On the edge of the San Francisco suburb of Concord sits a ghost town. Dilapidated buildings and cracked roads are framed by overgrowth and slightly askew street signs. The decommissioned 5-acre portion of the Concord Naval Weapons Station that once housed military personnel and their families is now home to squirrels, jack rabbits, wild turkeys and Honda's mysterious testing lab for autonomous vehicles.
Gallery: Honda GoMentum | 21 Photos
Gallery: Honda GoMentum | 21 Photos
This former town within a Naval base -- now dubbed "GoMentum Station" -- is the perfect testing ground for Honda's self-driving cars, an almost turnkey solution to the problem of finding somewhere to experiment with autonomous vehicles inside an urban area. Thanks to the GoMentum Station, the automaker has access to 20 miles of various road types, intersections and infrastructure exactly like those found in the real world. Just, you know, without all the people getting in the way. While the faded lane markers and cracked asphalt might initially make it difficult for the car to figure out what's going on around it, that's exactly what you want when training a self-driving system.
Many roads in the real world are also in dire need of upkeep. Just because autonomous vehicles are hitting the streets doesn't mean the funding needed to fix all the potholes and faded lane markers will magically appear. The real world doesn't work that way, and the robot cars that will eventually make our commutes less of a headache will need to be aware of that. Plus, it's tougher to train a car to drive downtown than to barrel down the highway at 80 miles per hour. A company is going to want to get as much practice as possible.
While semi-autonomous driving on the everyone-going-the-same-way-at-a-constant-speed freeway is already a reality, navigating in an urban environment is far more complex. If you've driven on the streets of Los Angeles, San Francisco, New York, Chicago or Seattle, you know that driving downtown takes far more concentration than cruising down the interstate.
With all that in mind, Honda's tricked-out Acura RLX did a good job during an (admittedly very controlled) hands-free demo. It didn't hit either of the pedestrians walking across its path. It stopped at stop signs and even maneuvered around a mannequin situated in the middle of the road.

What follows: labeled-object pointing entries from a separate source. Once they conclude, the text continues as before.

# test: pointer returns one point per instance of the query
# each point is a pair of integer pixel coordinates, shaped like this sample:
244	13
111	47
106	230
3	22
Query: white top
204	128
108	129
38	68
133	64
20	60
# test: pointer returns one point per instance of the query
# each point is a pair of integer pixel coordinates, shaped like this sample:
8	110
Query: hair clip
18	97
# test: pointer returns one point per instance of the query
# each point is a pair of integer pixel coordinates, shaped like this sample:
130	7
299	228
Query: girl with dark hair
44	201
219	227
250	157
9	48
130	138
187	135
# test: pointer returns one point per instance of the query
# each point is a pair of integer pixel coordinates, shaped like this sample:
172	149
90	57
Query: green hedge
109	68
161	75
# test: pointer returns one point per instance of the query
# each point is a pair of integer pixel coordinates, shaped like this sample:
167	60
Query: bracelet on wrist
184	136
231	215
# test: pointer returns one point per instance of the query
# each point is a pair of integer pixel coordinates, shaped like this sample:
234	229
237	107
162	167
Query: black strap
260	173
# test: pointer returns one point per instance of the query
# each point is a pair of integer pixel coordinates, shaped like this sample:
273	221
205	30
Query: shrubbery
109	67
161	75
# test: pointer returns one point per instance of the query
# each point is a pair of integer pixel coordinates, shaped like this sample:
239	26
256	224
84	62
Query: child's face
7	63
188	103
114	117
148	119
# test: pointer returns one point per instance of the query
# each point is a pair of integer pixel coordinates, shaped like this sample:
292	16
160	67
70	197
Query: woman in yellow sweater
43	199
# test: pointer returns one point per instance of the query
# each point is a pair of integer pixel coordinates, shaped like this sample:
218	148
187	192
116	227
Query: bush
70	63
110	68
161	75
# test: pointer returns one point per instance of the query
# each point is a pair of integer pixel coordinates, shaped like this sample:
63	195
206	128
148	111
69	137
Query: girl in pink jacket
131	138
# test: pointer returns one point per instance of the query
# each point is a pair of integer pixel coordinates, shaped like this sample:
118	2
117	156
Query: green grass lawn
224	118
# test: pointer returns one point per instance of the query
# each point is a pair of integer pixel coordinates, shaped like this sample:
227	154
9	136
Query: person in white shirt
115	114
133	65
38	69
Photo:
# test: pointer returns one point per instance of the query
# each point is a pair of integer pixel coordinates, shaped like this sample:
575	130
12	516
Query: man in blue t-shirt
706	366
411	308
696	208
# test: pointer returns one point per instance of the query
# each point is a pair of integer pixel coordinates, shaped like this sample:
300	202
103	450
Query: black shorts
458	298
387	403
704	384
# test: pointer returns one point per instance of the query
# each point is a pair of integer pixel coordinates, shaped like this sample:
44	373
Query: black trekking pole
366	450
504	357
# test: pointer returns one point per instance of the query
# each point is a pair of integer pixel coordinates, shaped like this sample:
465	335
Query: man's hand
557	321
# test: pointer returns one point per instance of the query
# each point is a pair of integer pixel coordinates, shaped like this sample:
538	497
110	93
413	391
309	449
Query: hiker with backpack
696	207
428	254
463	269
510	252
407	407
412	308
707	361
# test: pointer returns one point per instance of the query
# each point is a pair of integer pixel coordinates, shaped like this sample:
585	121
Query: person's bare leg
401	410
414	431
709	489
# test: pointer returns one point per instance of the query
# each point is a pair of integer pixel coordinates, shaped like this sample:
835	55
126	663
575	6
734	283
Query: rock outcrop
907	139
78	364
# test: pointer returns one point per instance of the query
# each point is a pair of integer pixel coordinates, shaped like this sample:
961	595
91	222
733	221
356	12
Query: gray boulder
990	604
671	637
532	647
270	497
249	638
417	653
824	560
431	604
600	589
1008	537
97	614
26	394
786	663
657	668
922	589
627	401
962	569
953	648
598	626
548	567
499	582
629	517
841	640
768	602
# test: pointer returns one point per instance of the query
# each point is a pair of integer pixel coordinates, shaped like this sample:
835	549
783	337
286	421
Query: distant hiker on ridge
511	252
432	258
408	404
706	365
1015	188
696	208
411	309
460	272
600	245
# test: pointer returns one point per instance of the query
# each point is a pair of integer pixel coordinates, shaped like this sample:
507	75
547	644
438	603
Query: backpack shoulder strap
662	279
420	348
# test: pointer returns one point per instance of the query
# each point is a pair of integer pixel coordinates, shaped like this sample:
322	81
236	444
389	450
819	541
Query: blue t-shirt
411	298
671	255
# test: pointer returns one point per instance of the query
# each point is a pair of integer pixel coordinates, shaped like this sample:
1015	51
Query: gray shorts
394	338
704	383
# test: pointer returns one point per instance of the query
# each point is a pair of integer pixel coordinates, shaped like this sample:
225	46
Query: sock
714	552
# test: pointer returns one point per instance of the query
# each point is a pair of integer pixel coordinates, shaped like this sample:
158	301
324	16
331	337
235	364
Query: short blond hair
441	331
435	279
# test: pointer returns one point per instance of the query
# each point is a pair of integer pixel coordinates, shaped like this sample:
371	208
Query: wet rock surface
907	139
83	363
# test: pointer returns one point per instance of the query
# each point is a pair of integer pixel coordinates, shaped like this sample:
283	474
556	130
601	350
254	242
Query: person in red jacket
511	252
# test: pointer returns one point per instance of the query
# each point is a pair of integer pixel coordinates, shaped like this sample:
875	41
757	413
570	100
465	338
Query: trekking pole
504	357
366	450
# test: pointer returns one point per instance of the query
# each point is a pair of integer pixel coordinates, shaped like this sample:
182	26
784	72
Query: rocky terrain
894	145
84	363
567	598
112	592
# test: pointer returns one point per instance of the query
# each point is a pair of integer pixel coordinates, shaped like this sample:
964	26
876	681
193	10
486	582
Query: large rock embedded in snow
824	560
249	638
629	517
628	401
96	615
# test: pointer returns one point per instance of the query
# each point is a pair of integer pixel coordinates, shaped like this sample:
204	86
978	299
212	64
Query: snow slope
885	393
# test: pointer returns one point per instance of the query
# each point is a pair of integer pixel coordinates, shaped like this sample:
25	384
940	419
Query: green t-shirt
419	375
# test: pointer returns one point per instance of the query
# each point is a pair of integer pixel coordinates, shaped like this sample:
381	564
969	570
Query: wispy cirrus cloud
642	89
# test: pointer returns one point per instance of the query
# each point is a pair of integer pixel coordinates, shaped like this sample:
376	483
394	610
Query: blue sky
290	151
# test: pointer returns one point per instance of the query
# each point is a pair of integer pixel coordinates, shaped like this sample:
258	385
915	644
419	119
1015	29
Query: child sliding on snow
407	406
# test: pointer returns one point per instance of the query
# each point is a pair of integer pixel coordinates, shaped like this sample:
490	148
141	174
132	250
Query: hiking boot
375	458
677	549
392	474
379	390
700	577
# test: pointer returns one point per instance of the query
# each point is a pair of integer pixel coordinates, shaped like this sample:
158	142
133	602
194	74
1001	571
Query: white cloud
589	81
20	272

The reality is, watching a car drive around the block and safely avoid stuff is boring. Not to mention, Google has been doing this for a while in the real world. A few people joked that maybe someone should leap in front of the car to add some excitement. Honda, unsurprisingly, didn't seem too keen on that idea.
When it comes to autonomous cars, mundane is good. Boring driving is safe driving. Sure, it was like watching an overly cautious driving instructor giving a lesson on how to avoid collisions. But then you remember, there is no human in control. All the sensors, cameras, GPUs and development needed to keep the car from running into a pedestrian is insane.
Jim Keller, Honda's chief engineer of research and development, said the automaker has access to the facility for the foreseeable future; as part of the deal, Honda is in charge of upkeep. Eventually, it'll paint new lines and add new signs. It's even going to create the driving conditions of European and Japanese roads. As the company aims for a 2020 release of an autonomous car, GoMentum Station will evolve from quaint overgrown town to bustling car-testing mini-metropolis. Just don't tell the squirrels.